Sauer J, Stewart K, Dezman ZDW. A spatio-temporal Bayesian model to estimate risk and evaluate factors related to drug-involved emergency department visits in the greater Baltimore metropolitan area.
J Subst Abuse Treat 2021;
131:108534. [PMID:
34172342 DOI:
10.1016/j.jsat.2021.108534]
[Citation(s) in RCA: 4] [Impact Index Per Article: 1.3] [Reference Citation Analysis] [Abstract] [Key Words] [MESH Headings] [Track Full Text] [Journal Information] [Subscribe] [Scholar Register] [Received: 12/09/2020] [Revised: 04/29/2021] [Accepted: 06/08/2021] [Indexed: 11/19/2022]
Abstract
The ongoing opioid overdose epidemic in the United States presents a major public health challenge. Opioid-involved morbidity, especially nonfatal emergency department (ED) visits, are a key opportunity to prevent mortality and measure the extent of the problem in the local substance use landscape. Data on the rate of ED visits is normally distributed by federal agencies. However, state- and substate-level rates of ED visit demonstrate significant geographic variation. This study uses an ongoing sample of ED visits from four hospitals in the University of Maryland Medical System from January 2016 to December 2019 to provide locally sensitive information on ED visit rates and risk for drug-related health outcomes.
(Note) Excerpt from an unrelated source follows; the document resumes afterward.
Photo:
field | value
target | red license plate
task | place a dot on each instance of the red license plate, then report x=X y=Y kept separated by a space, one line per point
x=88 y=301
Using exploratory spatial data analysis and spatio-temporal Bayesian models, this study analyzes both the frequency and risk of heroin-, methadone-, and cocaine-involved ED visits across the greater Baltimore Maryland area at the Zip Code Tabulation Area-level (ZCTA). The Global Moran's I for total heroin-, methadone-, and cocaine-involved ED visits in 2019 was 0.44, 0.56, and 0.53, demonstrating strong positive spatial autocorrelation. Spatio-temporal Bayesian models indicated that ZCTA with a higher score in a deprivation index, with a higher share of Centers for Medicare Services claims, and adjacent to a sampled UMMS hospital had an increased risk of ED visits, with variation in the magnitude of this increased risk depending on the drug-demographic strata. Modeled disease risk surfaces - including posterior median risk and posterior exceedance probabilities - showed distinctly different risk surfaces between the substances of interest, probabilistically identifying ZCTA with a lower or higher risk of ED visits. The modeling approach used a sample of ED visits from a larger health system to estimate recent, locally sensitive drug-related morbidity across a large metropolitan area.